Phyllis Rodriguez lost her only son, Greg, on September 11, 2001. An IT specialist, he worked on the 103rd floor of the north tower of the World Trade Center.

“We realized very early the morning of the 12th that our government, given its history, was going to do something military and violent in the name of our son,” she says. “That wasn’t going to do any good.”75

Phyllis and her husband, Orlando Rodriguez, became vocal opponents of the death penalty for Zacarias Moussaoui, the man known as “the 20th hijacker.” In the spirit of forgiveness, Phyllis reached out to Moussaoui’s mother, Aicha el-Wafi.

“We realized that what we had in common was our common humanity,” she says. “We were human beings. It is a very valuable part of my life and my healing.”76

Forgiveness does not make her miss her son any less. Nor does she condone the attackers. But in the aftermath of 9/11, Phyllis Rodriguez has dedicated herself to forgiveness projects and human rights causes.

“I don’t think it happened for a reason,” she says. “But it did happen and I feel fortunate that I had the inner resources to respond in the way that I did.”77

The Star of Hope

In Greek mythology, when Pandora opened a secret box, which she had been forbidden to touch, she released all sorts of evil into the air. Only one thing remained behind: Hope. The star of hope that hovers over Pandora’s Box shines bright when we acknowledge the healing power of the Fourth Gift.

Practice. Practice. Practice.

In one of my favorite teaching tales, a concert violinist is asked how she got to perform at Carnegie Hall. Her answer was simple: “Practice. Practice.
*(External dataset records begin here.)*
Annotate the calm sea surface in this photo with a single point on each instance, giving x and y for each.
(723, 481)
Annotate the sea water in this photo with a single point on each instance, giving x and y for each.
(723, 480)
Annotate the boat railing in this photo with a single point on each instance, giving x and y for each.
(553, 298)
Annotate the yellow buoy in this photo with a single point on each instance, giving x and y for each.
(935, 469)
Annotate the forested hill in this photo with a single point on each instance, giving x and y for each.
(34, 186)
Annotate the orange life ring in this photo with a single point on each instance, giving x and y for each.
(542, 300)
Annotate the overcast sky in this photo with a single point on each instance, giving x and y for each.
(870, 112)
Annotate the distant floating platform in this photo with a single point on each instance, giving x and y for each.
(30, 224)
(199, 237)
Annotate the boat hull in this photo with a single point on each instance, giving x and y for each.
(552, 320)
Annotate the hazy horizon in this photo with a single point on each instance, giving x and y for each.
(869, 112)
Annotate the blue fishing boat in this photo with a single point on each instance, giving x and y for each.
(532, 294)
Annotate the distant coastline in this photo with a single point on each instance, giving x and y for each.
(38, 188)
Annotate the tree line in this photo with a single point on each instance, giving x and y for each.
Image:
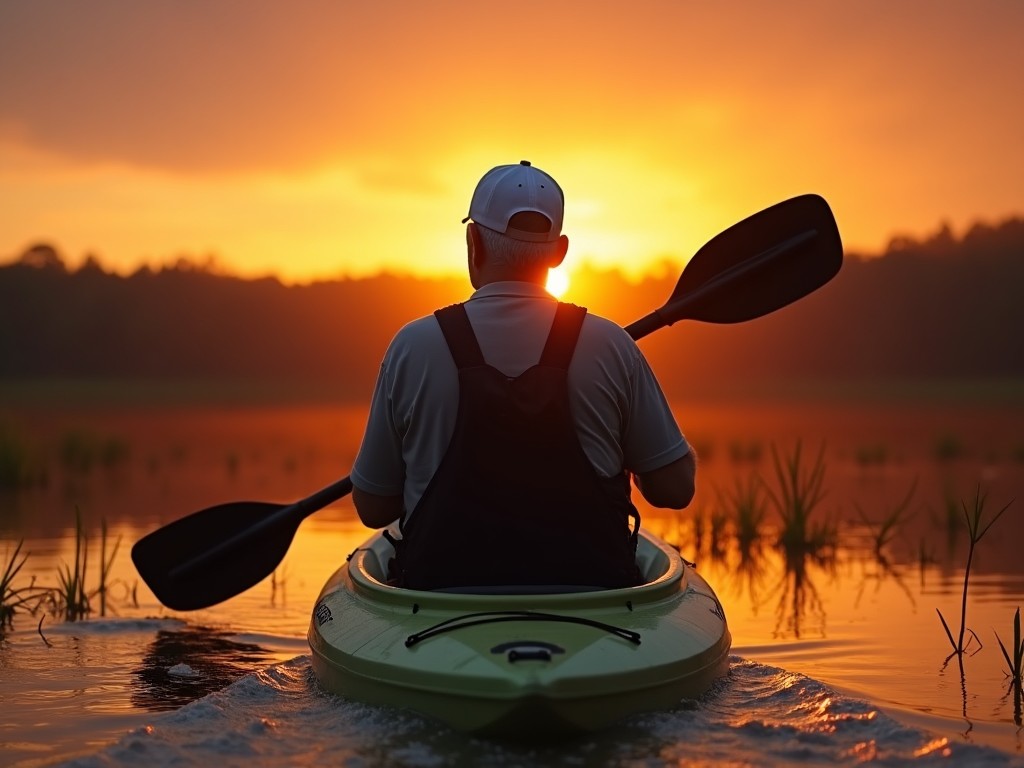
(938, 307)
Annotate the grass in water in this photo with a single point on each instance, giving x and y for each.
(884, 531)
(72, 599)
(749, 507)
(1015, 659)
(12, 599)
(801, 491)
(105, 565)
(976, 530)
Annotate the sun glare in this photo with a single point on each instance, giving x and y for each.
(558, 282)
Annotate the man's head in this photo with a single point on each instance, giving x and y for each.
(516, 221)
(507, 192)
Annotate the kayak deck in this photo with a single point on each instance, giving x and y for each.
(546, 663)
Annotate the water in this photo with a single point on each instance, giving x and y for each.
(838, 658)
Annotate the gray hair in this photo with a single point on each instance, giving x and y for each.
(506, 251)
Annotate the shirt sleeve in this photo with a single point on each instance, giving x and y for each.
(379, 466)
(651, 438)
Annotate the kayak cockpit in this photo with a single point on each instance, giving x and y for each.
(659, 566)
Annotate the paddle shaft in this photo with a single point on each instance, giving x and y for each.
(720, 284)
(295, 513)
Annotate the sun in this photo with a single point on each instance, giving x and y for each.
(558, 282)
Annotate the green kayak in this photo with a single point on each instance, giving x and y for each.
(515, 664)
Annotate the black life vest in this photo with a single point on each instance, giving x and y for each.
(515, 500)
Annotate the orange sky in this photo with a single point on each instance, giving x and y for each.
(317, 138)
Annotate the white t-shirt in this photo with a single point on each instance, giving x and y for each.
(622, 416)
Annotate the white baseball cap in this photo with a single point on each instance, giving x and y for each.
(509, 189)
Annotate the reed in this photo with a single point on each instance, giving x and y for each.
(801, 491)
(1015, 659)
(105, 566)
(976, 530)
(886, 529)
(749, 507)
(11, 598)
(72, 598)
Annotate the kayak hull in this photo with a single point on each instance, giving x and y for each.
(548, 664)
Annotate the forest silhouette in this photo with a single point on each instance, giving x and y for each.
(941, 307)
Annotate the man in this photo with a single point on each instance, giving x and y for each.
(503, 433)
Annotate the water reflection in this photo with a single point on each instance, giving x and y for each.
(185, 664)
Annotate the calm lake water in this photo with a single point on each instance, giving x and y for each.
(840, 656)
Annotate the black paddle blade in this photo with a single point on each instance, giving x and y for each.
(760, 264)
(159, 555)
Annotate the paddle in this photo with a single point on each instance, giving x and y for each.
(754, 267)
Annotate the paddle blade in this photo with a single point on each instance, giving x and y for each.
(760, 264)
(159, 555)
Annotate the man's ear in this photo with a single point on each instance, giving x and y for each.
(558, 250)
(474, 245)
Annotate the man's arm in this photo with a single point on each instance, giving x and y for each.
(377, 511)
(670, 486)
Practice.”

So it is with forgiveness.

Five Minutes a Day to Forgiveness

Choose one activity to practice for five minutes a day for five days.

Imagine that you can step inside this emerging version of yourself. Look out through your own eyes, listen to your thoughts, and feel what it’s like in your body to have already forgiven someone, or what it’s like to have forgiven. Yes, it’s you. Any time you want to access a forgiving (or forgiven) state, repeat this process.